Face à la débâcle des socialistes, les intellectuels doivent sortir de leur silence

— Par Michel Wieviorka (Sociologue) —

partis_politiquesAprès le désastre, la gauche peut-elle se reconstruire ? Il faudra pour cela qu’un ensemble massif de conditions soient réunies : le défi est colossal. Un premier élément tient à l’avenir du Front national. Avec une bonne douzaine de villes conquises, et quelque 1 300 conseillers municipaux, il s’enracine par le bas, et entend à partir de là monter en puissance, conquérir diverses positions, régionales, nationales, et se constituer, selon le vocabulaire de Marine Le Pen, en parti de gouvernement.

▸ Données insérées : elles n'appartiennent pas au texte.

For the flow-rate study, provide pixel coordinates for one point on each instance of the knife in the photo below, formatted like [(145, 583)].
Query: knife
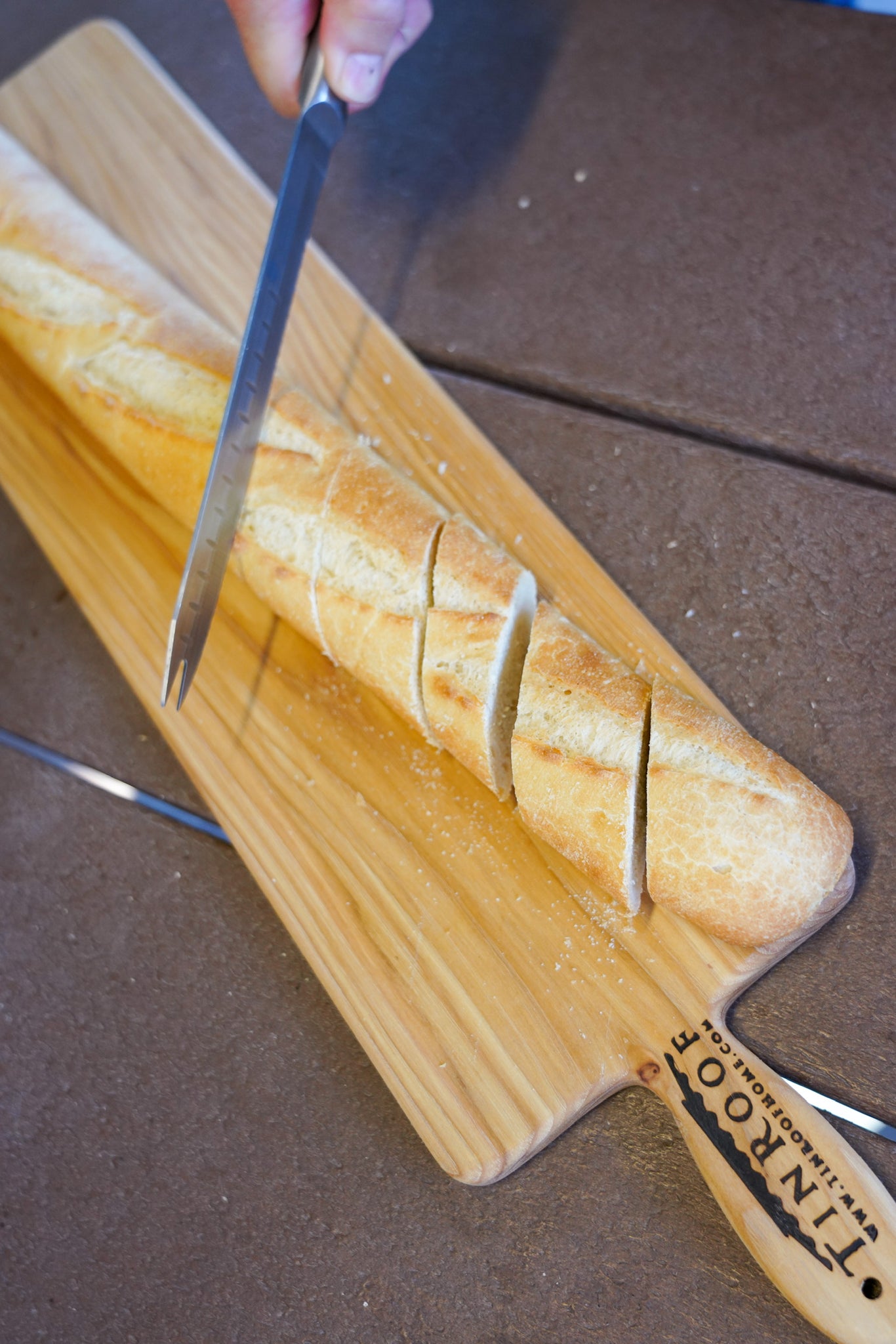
[(320, 127)]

La force « antisystème » se comporte désormais en acteur cherchant à s’installer au cœur du système. Le FN, dans cette stratégie, a besoin d’apparaître comme un parti respectable, d’être « dédiabolisé » – une logique que la droite décomplexée, en lorgnant ses idées, a largement facilitée. Mais le FN marche sur deux jambes, et cette respectabilité ne l’empêche pas de demeurer la force politique qui capitalise le racisme, la xénophobie et l’antisémitisme, la haine des migrants, l’hostilité sans compter vis-à-vis de l’islam.

UN SUCCÈS À RELATIVISER

Il est possible que le FN parvienne à mieux gérer les villes qu’il dirige que lors de l’expérience des années 1990, à Toulon ou à Vitrolles. Qu’il puisse continuer à se montrer comme respectable tout en étant l’expression politique du mal, quitte à le masquer sous des références à la République. Quitte aussi à affirmer que l’extrême droite, ce n’est pas lui mais d’autres, qui ont commencé à se manifester lors des manifestations de « jour de colère ».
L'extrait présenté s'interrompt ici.